Add spoken audio output to a Python app or script on any machine without needing a GPU or a cloud API.
Generate speech audio files from text on a low-powered device like a Raspberry Pi or small server.
Convert mixed text containing abbreviations, prices, and times into natural speech using the built-in text normalizer.
Pick from 8 built-in voices and adjust speaking speed to narrate content inside your Python application.
Requires Python 3.8+ and pip, models download automatically from Hugging Face on first run, no GPU or special hardware needed.
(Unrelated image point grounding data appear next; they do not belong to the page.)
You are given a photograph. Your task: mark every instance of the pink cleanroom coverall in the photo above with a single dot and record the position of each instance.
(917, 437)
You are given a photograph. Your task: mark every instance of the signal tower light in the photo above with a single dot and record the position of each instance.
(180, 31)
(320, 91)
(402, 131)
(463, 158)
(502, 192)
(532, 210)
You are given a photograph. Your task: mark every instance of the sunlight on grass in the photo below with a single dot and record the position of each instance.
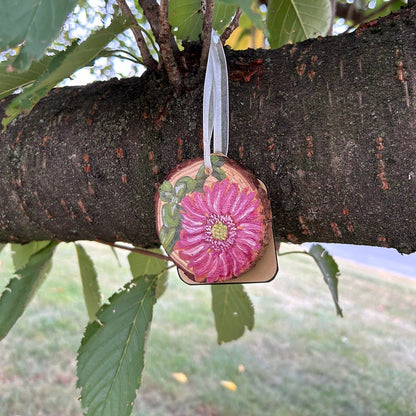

Kitten TTS is an open-source text-to-speech tool, meaning it turns written text into spoken audio. Its main selling point, according to the README, is that it is very small and undemanding. The models that do the work range from 25 to 80 megabytes on disk, and they run on an ordinary computer processor without needing a separate graphics card, which is the expensive hardware many speech and AI tools usually require. That makes it suitable for running on small or low-powered devices. The README labels it a developer preview, so the way you call it may change between versions. The project offers several model sizes, from a 15-million-parameter nano version up to an 80-million-parameter mini version, each downloadable from the Hugging Face model-sharing site. It ships with eight built-in voices named Bella, Jasper, Luna, Bruno, Rosie, Hugo, Kiki, and Leo, and it produces audio at a standard 24 kHz quality. You can adjust how fast the voice speaks. Kitten TTS is used from the Python programming language. After installing it with pip, you load a model, hand it a sentence and a voice name, and get back the audio, which you can then save as a wav sound file. The README shows short code examples for the basic case, for changing the speed, for saving straight to a file, and for listing the available voices. There is also an option to run on a graphics card if you have one, for more speed. A useful built-in feature is text preprocessing, which cleans up input before it is spoken. A normalize_text function turns things like "Dr. Rivera paid $12.50 at 3:05 p.m." into the fully spelled-out words a voice should actually say. The README also lists system requirements (it works on Linux, macOS, and Windows with Python 3.8 or later), a roadmap of planned features such as mobile support and multilingual voices, and contact details for paid commercial support, custom voices, and enterprise licensing. The project is released under the Apache License 2.0.